冬囲い始める

これからは、県境峠越えの道路に積雪がいつあってもおかしくない季節。栗駒国定公園の山々で落葉がほぼ終わるそんな季節になれば、村の人々は少しずつ冬支度を始めます。

我が家も、住家をはじめ一部農作業小屋の冬囲いをきのうはじめました。秋野菜の収穫や鯉を放している雪消し池の掃除などがあって作業小屋への出入りがあり、すべての建物を冬囲いで閉じることはまだできませんが、まもなくの降雪を思えば「天気のよいやれる時に一つずつ仕事を済ませておかねば」という訳です。

そんな作業をしながら家のまわりでふとヤブをみたら、晩生のアケビの実がおいしそうに熟れてまだ口を開かずに生っていました。晩秋のアケビの実を見ると、自分が小学生の頃、近所の遊び仲間たちと休日にアケビ採りやヤマブドウ採りに向かった頃を思い出します。

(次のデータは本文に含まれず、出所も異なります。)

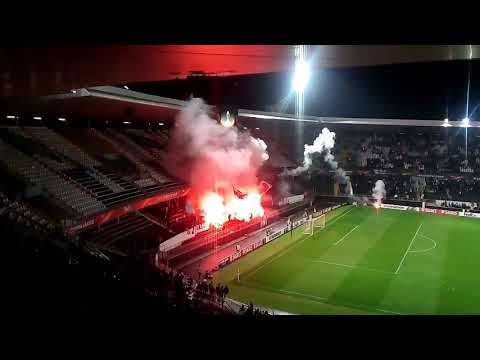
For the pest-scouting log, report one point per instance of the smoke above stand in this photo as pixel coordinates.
(216, 160)
(322, 145)
(379, 193)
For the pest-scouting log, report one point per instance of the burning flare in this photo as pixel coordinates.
(216, 209)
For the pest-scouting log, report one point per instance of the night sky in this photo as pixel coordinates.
(420, 91)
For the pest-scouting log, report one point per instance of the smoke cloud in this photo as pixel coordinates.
(323, 145)
(211, 156)
(379, 192)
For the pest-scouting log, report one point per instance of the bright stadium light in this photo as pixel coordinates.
(301, 75)
(227, 120)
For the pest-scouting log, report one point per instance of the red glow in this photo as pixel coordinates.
(217, 209)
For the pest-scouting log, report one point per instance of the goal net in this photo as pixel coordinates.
(314, 223)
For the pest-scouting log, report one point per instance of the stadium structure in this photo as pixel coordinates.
(191, 206)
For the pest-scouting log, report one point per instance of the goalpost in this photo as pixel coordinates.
(314, 223)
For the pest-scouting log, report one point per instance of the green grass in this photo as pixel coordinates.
(369, 271)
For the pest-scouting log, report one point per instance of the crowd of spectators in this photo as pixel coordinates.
(21, 214)
(411, 151)
(250, 310)
(406, 188)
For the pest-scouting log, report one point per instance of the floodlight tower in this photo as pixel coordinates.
(301, 76)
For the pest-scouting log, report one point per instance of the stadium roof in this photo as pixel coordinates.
(118, 104)
(49, 70)
(251, 114)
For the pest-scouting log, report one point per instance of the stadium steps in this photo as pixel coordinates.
(125, 231)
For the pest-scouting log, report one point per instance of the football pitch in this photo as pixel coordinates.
(396, 262)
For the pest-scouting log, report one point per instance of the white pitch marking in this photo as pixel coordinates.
(430, 248)
(338, 218)
(409, 246)
(352, 266)
(388, 311)
(298, 242)
(339, 241)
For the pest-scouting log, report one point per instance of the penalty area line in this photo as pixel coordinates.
(345, 236)
(408, 249)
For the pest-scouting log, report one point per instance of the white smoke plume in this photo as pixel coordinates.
(211, 156)
(323, 144)
(379, 192)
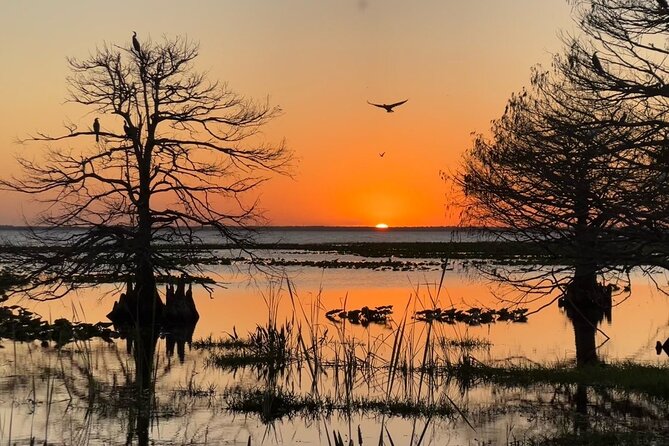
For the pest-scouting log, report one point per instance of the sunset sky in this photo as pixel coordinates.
(320, 61)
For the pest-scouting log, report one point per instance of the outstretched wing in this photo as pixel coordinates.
(397, 103)
(376, 105)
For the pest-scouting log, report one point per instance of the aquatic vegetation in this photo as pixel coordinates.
(273, 404)
(625, 376)
(363, 316)
(472, 316)
(19, 324)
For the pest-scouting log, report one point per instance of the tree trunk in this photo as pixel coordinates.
(149, 305)
(586, 305)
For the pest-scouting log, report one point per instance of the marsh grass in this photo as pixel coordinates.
(649, 380)
(275, 404)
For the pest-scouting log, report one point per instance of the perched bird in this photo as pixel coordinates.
(96, 129)
(660, 347)
(597, 64)
(388, 107)
(135, 42)
(129, 130)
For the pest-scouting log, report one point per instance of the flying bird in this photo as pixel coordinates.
(135, 42)
(388, 107)
(597, 64)
(96, 129)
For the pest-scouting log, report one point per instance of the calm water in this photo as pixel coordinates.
(311, 235)
(42, 385)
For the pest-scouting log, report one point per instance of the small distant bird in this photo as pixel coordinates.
(388, 107)
(135, 42)
(96, 129)
(129, 130)
(597, 65)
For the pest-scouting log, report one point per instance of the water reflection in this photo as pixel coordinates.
(586, 304)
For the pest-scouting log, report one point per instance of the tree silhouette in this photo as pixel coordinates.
(630, 40)
(177, 152)
(556, 172)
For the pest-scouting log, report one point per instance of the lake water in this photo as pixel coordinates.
(41, 385)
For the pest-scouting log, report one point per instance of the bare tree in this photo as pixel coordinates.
(621, 57)
(555, 172)
(169, 152)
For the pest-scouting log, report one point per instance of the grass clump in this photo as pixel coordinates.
(268, 345)
(624, 376)
(273, 404)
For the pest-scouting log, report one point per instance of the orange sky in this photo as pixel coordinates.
(320, 61)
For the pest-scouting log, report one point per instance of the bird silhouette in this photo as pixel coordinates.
(597, 64)
(96, 129)
(388, 107)
(135, 42)
(129, 130)
(662, 347)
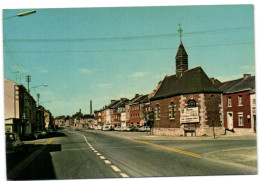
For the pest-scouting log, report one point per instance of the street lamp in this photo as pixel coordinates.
(45, 85)
(21, 14)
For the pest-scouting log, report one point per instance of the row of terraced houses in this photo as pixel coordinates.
(187, 103)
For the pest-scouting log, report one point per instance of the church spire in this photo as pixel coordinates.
(181, 57)
(180, 32)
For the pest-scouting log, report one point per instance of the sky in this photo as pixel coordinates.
(101, 54)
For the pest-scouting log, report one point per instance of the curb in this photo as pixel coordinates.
(25, 163)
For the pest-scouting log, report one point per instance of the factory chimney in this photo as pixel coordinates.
(90, 107)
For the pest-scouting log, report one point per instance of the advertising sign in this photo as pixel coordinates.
(190, 115)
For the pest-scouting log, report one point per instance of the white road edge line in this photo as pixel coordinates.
(106, 161)
(115, 168)
(102, 157)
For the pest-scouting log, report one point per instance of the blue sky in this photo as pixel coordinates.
(101, 54)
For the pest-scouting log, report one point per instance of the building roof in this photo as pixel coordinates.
(138, 99)
(113, 102)
(238, 85)
(192, 81)
(120, 103)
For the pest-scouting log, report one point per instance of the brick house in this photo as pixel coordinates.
(236, 104)
(20, 109)
(135, 110)
(187, 103)
(118, 111)
(98, 118)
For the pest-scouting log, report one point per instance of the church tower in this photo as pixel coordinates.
(181, 57)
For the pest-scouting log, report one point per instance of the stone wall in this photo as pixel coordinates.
(210, 114)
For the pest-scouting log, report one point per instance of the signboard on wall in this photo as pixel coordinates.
(190, 115)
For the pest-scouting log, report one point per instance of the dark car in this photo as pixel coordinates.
(13, 142)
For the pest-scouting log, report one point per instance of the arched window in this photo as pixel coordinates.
(157, 109)
(172, 114)
(191, 103)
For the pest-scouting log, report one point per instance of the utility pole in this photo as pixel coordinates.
(38, 99)
(28, 79)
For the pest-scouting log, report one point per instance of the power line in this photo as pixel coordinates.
(130, 37)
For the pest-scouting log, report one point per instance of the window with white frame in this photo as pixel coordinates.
(240, 103)
(172, 114)
(157, 109)
(191, 103)
(229, 102)
(240, 119)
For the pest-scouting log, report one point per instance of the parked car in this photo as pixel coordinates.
(38, 134)
(13, 142)
(125, 129)
(133, 129)
(144, 128)
(107, 128)
(117, 129)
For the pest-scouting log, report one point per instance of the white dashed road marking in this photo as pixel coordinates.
(124, 175)
(107, 162)
(103, 158)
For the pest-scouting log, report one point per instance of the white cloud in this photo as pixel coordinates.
(18, 68)
(138, 74)
(86, 71)
(248, 67)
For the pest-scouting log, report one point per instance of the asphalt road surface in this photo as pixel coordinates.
(96, 154)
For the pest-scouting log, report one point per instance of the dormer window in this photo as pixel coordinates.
(157, 113)
(240, 101)
(229, 102)
(172, 114)
(191, 103)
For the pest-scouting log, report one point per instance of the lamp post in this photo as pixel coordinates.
(38, 94)
(21, 14)
(45, 85)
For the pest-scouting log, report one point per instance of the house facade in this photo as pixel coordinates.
(20, 109)
(238, 111)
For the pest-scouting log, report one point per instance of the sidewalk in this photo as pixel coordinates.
(148, 136)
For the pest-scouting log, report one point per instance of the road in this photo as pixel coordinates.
(96, 154)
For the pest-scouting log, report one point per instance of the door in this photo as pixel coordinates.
(230, 120)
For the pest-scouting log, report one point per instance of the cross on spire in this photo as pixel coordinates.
(180, 31)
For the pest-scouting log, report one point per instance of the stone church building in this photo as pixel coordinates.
(187, 103)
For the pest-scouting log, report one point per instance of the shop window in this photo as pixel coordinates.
(157, 109)
(229, 102)
(191, 103)
(240, 103)
(172, 110)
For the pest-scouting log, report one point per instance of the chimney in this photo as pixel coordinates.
(247, 76)
(90, 111)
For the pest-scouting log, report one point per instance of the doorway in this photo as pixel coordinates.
(230, 120)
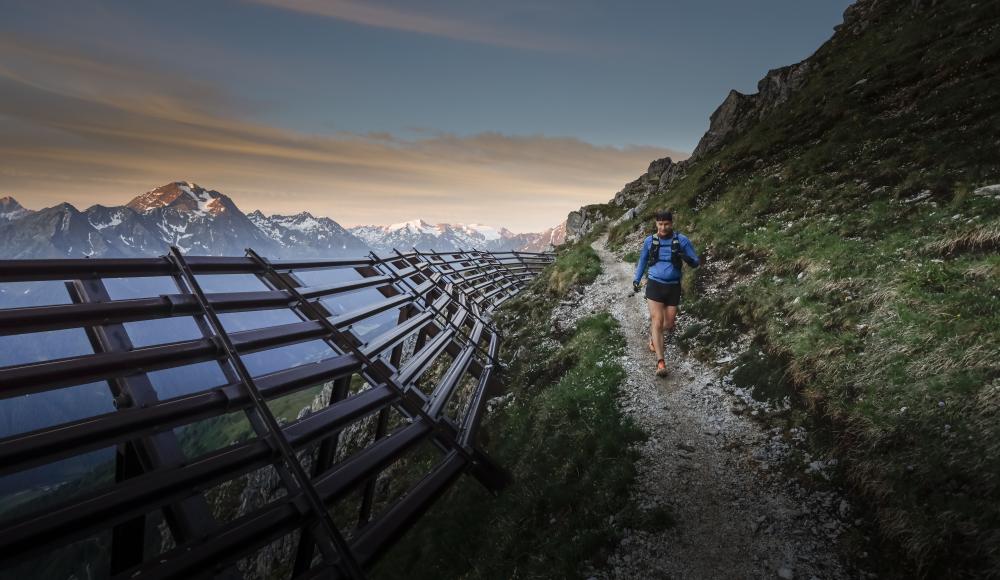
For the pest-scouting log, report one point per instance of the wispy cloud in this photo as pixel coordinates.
(101, 131)
(374, 14)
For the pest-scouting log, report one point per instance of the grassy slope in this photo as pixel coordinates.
(886, 310)
(564, 441)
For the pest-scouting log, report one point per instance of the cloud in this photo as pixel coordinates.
(372, 14)
(91, 130)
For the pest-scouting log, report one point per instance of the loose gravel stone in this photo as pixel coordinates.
(708, 463)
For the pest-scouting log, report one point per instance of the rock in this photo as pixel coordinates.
(738, 111)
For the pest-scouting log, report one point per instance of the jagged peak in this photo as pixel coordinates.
(182, 195)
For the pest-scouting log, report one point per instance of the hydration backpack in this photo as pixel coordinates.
(675, 251)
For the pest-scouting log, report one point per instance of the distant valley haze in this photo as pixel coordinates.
(373, 112)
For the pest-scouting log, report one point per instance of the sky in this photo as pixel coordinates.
(370, 111)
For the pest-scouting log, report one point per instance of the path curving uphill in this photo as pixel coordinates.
(736, 516)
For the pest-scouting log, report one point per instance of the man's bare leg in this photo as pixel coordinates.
(669, 319)
(656, 320)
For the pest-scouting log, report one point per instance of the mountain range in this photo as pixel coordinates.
(202, 221)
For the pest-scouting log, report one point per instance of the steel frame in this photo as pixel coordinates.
(445, 301)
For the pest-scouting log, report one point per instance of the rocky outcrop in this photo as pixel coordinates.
(662, 173)
(582, 221)
(739, 112)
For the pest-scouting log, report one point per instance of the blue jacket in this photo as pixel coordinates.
(663, 270)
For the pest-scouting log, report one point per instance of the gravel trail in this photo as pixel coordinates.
(715, 470)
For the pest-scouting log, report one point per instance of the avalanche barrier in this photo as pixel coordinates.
(407, 348)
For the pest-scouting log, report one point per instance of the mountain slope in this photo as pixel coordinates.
(850, 222)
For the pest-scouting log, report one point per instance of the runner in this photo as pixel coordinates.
(664, 251)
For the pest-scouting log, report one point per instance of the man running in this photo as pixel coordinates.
(664, 252)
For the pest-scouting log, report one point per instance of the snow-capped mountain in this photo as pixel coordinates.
(203, 221)
(419, 234)
(321, 234)
(197, 220)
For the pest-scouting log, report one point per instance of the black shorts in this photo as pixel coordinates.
(669, 294)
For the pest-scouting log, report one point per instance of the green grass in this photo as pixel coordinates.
(577, 264)
(568, 448)
(882, 314)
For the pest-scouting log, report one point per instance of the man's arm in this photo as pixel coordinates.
(640, 268)
(690, 256)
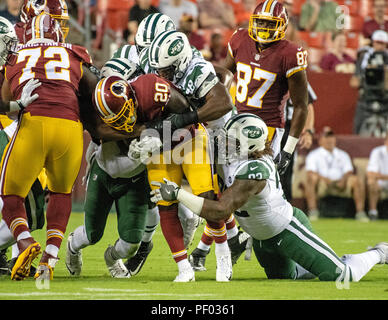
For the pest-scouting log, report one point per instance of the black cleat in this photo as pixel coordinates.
(237, 245)
(197, 259)
(135, 263)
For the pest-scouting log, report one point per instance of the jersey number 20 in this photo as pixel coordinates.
(56, 68)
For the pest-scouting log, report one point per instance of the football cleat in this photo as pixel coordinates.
(382, 248)
(116, 268)
(362, 216)
(197, 259)
(29, 249)
(73, 260)
(238, 245)
(189, 227)
(4, 266)
(135, 263)
(186, 275)
(224, 268)
(44, 272)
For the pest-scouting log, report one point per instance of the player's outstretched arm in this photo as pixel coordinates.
(231, 200)
(26, 98)
(225, 76)
(218, 103)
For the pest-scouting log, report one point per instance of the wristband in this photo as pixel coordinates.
(290, 144)
(14, 106)
(186, 119)
(191, 201)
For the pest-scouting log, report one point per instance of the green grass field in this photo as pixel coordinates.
(154, 282)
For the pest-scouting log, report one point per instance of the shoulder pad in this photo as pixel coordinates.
(254, 170)
(82, 53)
(123, 52)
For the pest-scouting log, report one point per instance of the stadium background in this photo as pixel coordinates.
(96, 24)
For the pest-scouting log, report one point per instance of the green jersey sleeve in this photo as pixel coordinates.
(254, 170)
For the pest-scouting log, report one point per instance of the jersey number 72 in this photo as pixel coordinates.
(56, 67)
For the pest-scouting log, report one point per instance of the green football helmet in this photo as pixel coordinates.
(170, 53)
(8, 40)
(150, 27)
(241, 135)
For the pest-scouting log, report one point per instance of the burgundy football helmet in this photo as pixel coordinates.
(43, 27)
(115, 102)
(269, 21)
(57, 9)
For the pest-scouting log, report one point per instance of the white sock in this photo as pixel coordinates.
(15, 250)
(361, 263)
(184, 213)
(52, 250)
(302, 273)
(222, 249)
(6, 237)
(203, 246)
(183, 265)
(126, 249)
(230, 233)
(152, 222)
(24, 235)
(80, 239)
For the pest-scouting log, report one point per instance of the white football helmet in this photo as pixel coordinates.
(8, 40)
(241, 135)
(120, 67)
(150, 27)
(170, 52)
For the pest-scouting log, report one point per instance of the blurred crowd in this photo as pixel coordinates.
(332, 31)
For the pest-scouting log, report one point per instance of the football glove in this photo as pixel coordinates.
(26, 97)
(282, 161)
(144, 149)
(168, 191)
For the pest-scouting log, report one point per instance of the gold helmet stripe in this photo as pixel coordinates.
(267, 6)
(100, 101)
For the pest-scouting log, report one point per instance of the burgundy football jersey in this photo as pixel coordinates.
(58, 66)
(152, 94)
(262, 87)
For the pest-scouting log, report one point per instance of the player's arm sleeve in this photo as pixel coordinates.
(310, 164)
(373, 163)
(295, 60)
(254, 170)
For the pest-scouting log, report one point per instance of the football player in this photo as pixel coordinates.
(55, 114)
(35, 199)
(172, 57)
(269, 69)
(148, 108)
(116, 177)
(283, 241)
(123, 61)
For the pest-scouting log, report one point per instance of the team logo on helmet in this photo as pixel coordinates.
(176, 47)
(252, 132)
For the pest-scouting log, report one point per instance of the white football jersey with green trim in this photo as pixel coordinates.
(267, 213)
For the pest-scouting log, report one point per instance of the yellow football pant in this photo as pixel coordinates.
(42, 142)
(190, 159)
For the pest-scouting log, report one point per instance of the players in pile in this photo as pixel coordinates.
(117, 170)
(204, 83)
(50, 125)
(283, 240)
(269, 69)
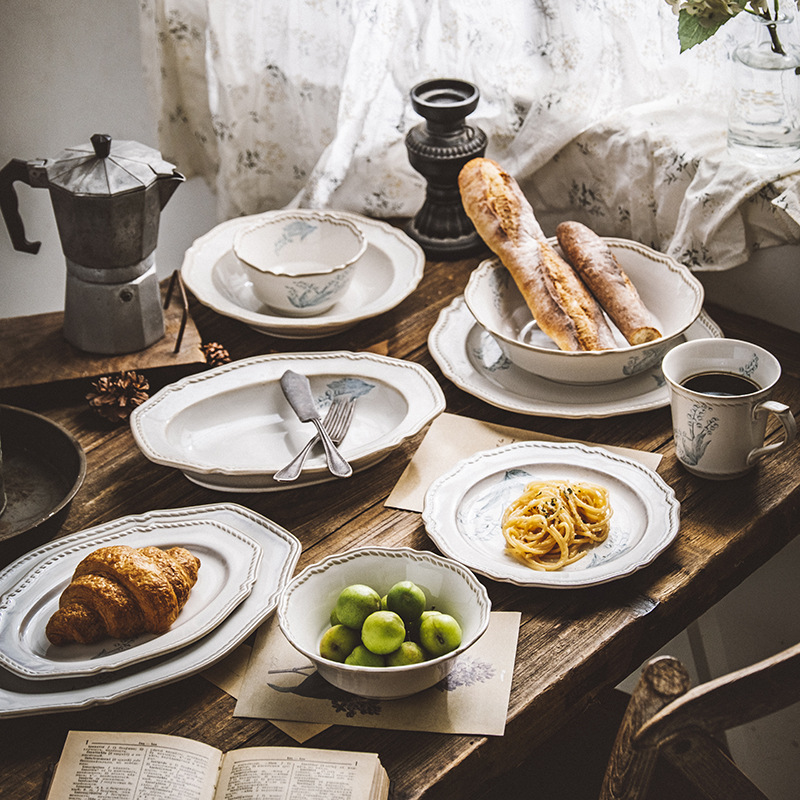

草木の葉が落ち始めると林や藪の中がすっきりし、遅くに実を熟したアケビは遠くからもよく見えたもの。晩生のアケビは甘みがすこぶる濃く、昔の童たちにとっても人気があったもの。この時期になるとヤマブドウもよく熟れて甘みがいっそう増し、これも童たちはよくめざしたものです。秋たけなわも山へ、ヤブの中へ。晩秋はもっと盛んに山へ、ヤブの中へが昔の私らの一日でした。

家のまわりの藪の中にもうひとつ目に入ったのは、腐った樹の根元に出ていたモッコラモダシ(ナラタケの仲間)。ナラタケの仲間ではもっとも粘りが少なく、味もほかのナラタケ仲間よりやや落ちますが、ひとつの根元で大量に採れることから人気のあるキノコです。

この株はもう老菌の域に入っていますが、それでもモッコラモダシ特有の黄色で、一箇所大量発生の典型的な姿はまだ保たれています。早速、おでんの具や味噌汁で歯ごたえのある食感を楽しみました。